Jump-teaching: Combating Sample Selection Bias via Temporal Disagreement
Kangye Ji, Fei Cheng, Zeqing Wang, Qichang Zhang, Bohu Huang
TL;DR
Jump-teaching tackles compounding sample-selection bias in noisy-label learning by introducing a Jump-update Strategy that leverages temporal disagreement within a single network to debias updates, eliminating the need for dual networks or multi-round retraining. It also introduces a Single-loss Criterion that decomposes per-sample loss into a semantic sub-loss distribution via a $K$-bit Hadamard codebook and an auxiliary head, enabling precise, sample-wise selection. The method couples a two-head training pipeline with temperature scaling and a classifier-based recovery mechanism to stabilize selection and updates. Extensive experiments on CIFAR-10/100 with various noise types and real-world datasets show state-of-the-art robustness and dramatic efficiency gains (up to $4.47\times$ speed and $54\%$ memory reduction). This work provides a scalable, practical approach to robust learning under severe label noise.
Abstract
Sample selection is a straightforward technique to combat noisy labels, aiming to prevent mislabeled samples from degrading the robustness of neural networks. However, existing methods mitigate compounding selection bias either by leveraging dual-network disagreement or additional forward propagations, leading to multiplied training overhead. To address this challenge, we introduce $\textit{Jump-teaching}$, an efficient sample selection framework for debiased model update and simplified selection criterion.
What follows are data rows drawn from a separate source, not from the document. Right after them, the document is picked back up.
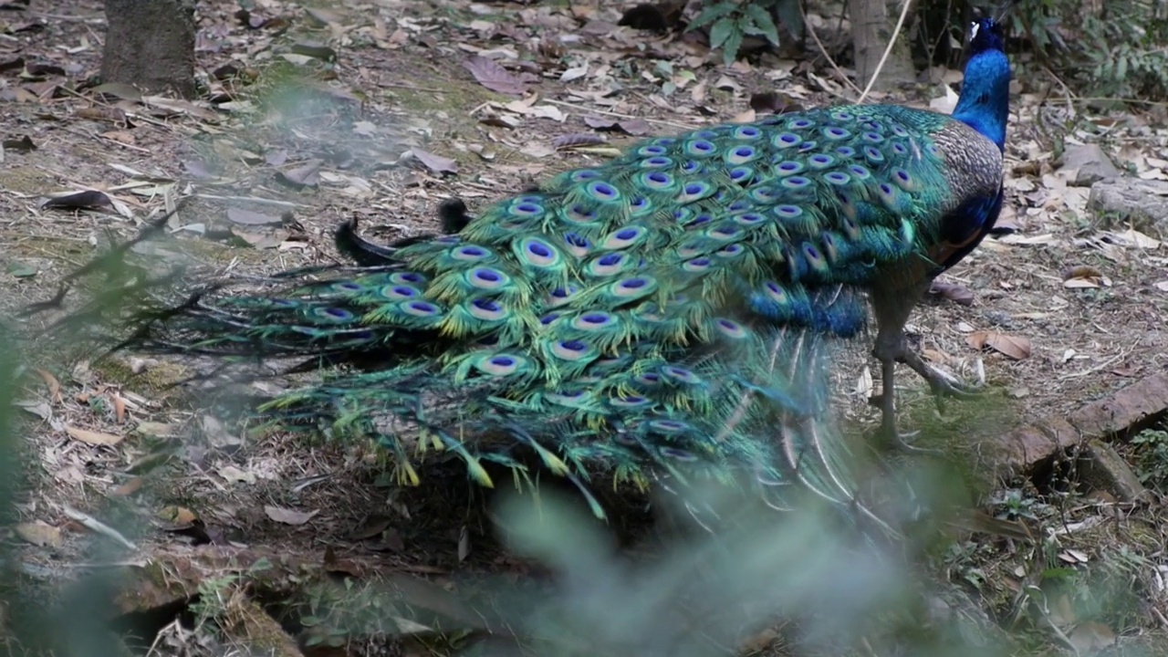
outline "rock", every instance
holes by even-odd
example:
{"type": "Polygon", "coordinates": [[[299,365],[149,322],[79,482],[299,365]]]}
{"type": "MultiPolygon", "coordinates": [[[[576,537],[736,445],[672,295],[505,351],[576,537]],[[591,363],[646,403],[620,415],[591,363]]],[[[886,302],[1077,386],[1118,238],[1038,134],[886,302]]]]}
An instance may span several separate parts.
{"type": "Polygon", "coordinates": [[[1063,168],[1078,171],[1071,185],[1079,187],[1122,175],[1122,172],[1112,164],[1111,158],[1098,144],[1084,144],[1066,151],[1063,154],[1063,168]]]}
{"type": "Polygon", "coordinates": [[[1127,226],[1168,237],[1168,182],[1118,178],[1091,186],[1087,209],[1104,216],[1111,226],[1127,226]]]}

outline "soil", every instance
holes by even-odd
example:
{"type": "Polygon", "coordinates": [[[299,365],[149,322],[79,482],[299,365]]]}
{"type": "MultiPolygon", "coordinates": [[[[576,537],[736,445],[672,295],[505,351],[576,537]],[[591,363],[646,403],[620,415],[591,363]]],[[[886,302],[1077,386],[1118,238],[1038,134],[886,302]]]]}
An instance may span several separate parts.
{"type": "MultiPolygon", "coordinates": [[[[619,18],[612,7],[437,0],[307,9],[269,1],[243,20],[236,4],[201,2],[197,56],[209,85],[203,98],[142,99],[116,89],[103,96],[83,84],[100,68],[100,5],[58,0],[50,13],[33,5],[5,12],[8,30],[0,43],[0,60],[25,60],[23,76],[19,68],[0,74],[6,96],[0,300],[9,317],[51,298],[70,271],[133,237],[181,198],[188,200],[168,219],[166,238],[135,249],[142,267],[151,269],[150,258],[167,267],[186,262],[185,283],[270,275],[340,262],[332,234],[352,217],[376,242],[433,233],[444,199],[464,199],[473,214],[505,193],[603,161],[638,139],[595,130],[599,119],[653,134],[749,118],[751,97],[763,91],[778,90],[802,106],[856,97],[814,53],[806,62],[753,55],[752,64],[726,68],[695,40],[606,27],[602,21],[619,18]],[[488,29],[481,25],[487,21],[510,27],[488,29]],[[319,54],[313,48],[320,44],[335,53],[335,62],[305,55],[319,54]],[[508,75],[530,75],[527,87],[537,99],[492,91],[463,65],[492,49],[502,50],[505,60],[506,53],[528,56],[527,65],[514,65],[508,75]],[[584,63],[590,65],[584,77],[561,79],[584,63]],[[215,77],[228,65],[238,77],[215,77]],[[691,71],[693,79],[681,71],[691,71]],[[612,81],[621,90],[600,92],[612,81]],[[680,89],[666,96],[666,83],[680,89]],[[231,102],[220,103],[224,96],[231,102]],[[25,137],[35,150],[15,146],[25,137]],[[557,148],[557,139],[584,147],[557,148]],[[457,173],[443,171],[451,168],[457,173]],[[78,191],[103,192],[112,202],[86,209],[41,206],[46,196],[78,191]]],[[[1156,286],[1168,281],[1168,248],[1133,247],[1121,235],[1127,227],[1086,212],[1086,188],[1068,186],[1052,151],[1063,138],[1083,138],[1080,127],[1099,117],[1068,119],[1069,110],[1042,102],[1047,84],[1023,79],[1017,96],[1011,124],[1017,127],[1007,151],[1010,208],[1003,217],[1013,231],[992,236],[946,272],[940,282],[950,291],[931,296],[910,320],[930,360],[988,388],[979,400],[951,402],[938,414],[927,386],[908,369],[898,374],[902,424],[957,451],[962,445],[954,443],[982,444],[1014,427],[1065,416],[1168,367],[1168,292],[1156,286]],[[1040,116],[1064,120],[1036,122],[1040,116]],[[1072,129],[1052,136],[1038,124],[1072,129]],[[954,300],[965,296],[968,303],[954,300]],[[975,350],[971,343],[979,332],[1013,346],[975,350]]],[[[890,101],[927,106],[934,89],[911,89],[890,101]]],[[[1156,137],[1140,141],[1150,119],[1107,120],[1126,131],[1107,141],[1117,152],[1120,144],[1149,153],[1157,147],[1154,131],[1156,137]]],[[[35,332],[60,317],[16,321],[35,332]]],[[[841,423],[857,433],[878,419],[868,403],[880,390],[869,348],[868,339],[847,345],[835,373],[841,423]]],[[[460,472],[436,469],[422,486],[401,487],[374,449],[243,434],[217,421],[190,388],[167,387],[188,372],[187,364],[133,354],[61,359],[34,350],[29,355],[39,369],[16,395],[28,429],[19,451],[29,490],[19,498],[23,525],[15,534],[25,540],[11,554],[26,570],[42,574],[34,576],[42,583],[69,579],[70,568],[95,560],[201,565],[206,570],[193,575],[162,568],[150,570],[158,578],[144,578],[203,587],[188,593],[203,594],[203,615],[195,616],[214,618],[214,631],[211,624],[194,634],[171,627],[164,634],[172,643],[211,652],[230,642],[256,643],[262,623],[244,621],[271,611],[270,604],[257,611],[255,599],[242,594],[207,607],[210,592],[238,589],[208,585],[221,570],[200,561],[207,553],[192,545],[245,545],[258,552],[256,560],[294,558],[333,573],[360,563],[383,575],[424,575],[443,590],[457,589],[456,579],[459,586],[473,578],[540,579],[537,566],[499,545],[481,495],[460,472]],[[84,518],[118,527],[137,549],[117,547],[84,518]]],[[[1147,472],[1147,450],[1121,445],[1121,452],[1147,472]]],[[[934,555],[941,580],[1034,653],[1103,646],[1117,637],[1155,644],[1168,628],[1156,504],[1122,505],[1099,491],[1068,487],[1072,477],[1042,486],[972,478],[985,479],[975,497],[989,514],[1028,524],[1043,538],[1036,546],[985,532],[961,534],[934,555]],[[1100,518],[1106,521],[1093,520],[1100,518]],[[1040,573],[1050,569],[1078,573],[1078,579],[1064,574],[1075,585],[1070,593],[1047,587],[1051,575],[1043,580],[1040,573]],[[1084,611],[1089,602],[1113,600],[1107,595],[1115,582],[1134,587],[1138,600],[1084,611]],[[1035,590],[1049,593],[1045,611],[1034,610],[1035,590]]],[[[651,520],[644,500],[620,504],[609,526],[648,540],[646,547],[628,539],[653,552],[656,544],[642,531],[651,520]]],[[[123,611],[139,607],[145,606],[123,611]]],[[[299,629],[311,624],[303,611],[298,617],[299,629]]],[[[362,635],[360,650],[417,649],[389,641],[374,650],[385,639],[373,634],[362,635]]],[[[751,650],[787,653],[787,634],[762,636],[751,650]]],[[[345,645],[357,650],[352,641],[345,645]]]]}

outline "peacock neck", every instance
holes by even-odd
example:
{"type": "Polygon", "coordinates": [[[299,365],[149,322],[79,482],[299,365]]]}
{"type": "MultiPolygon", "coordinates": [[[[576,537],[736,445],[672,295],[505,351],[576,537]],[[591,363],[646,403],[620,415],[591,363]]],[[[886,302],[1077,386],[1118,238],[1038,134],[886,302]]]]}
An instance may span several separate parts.
{"type": "Polygon", "coordinates": [[[986,50],[965,65],[961,97],[953,118],[1006,148],[1006,123],[1010,113],[1010,62],[1001,50],[986,50]]]}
Based on a key observation that a neural network exhibits significant disagreement across different training iterations, Jump-teaching proposes a jump-manner model update strategy to enable self-correction of selection bias by harnessing temporal disagreement, eliminating the need for multi-network or multi-round training. Furthermore, we employ a sample-wise selection criterion building on the intra variance of a decomposed single loss for a fine-grained selection without relying on batch-wise ranking or dataset-wise modeling. Extensive experiments demonstrate that Jump-teaching outperforms state-of-the-art counterparts while achieving a nearly overhead-free selection procedure, which boosts training speed by up to $4.47\times$ and reduces peak memory footprint by $54\%$.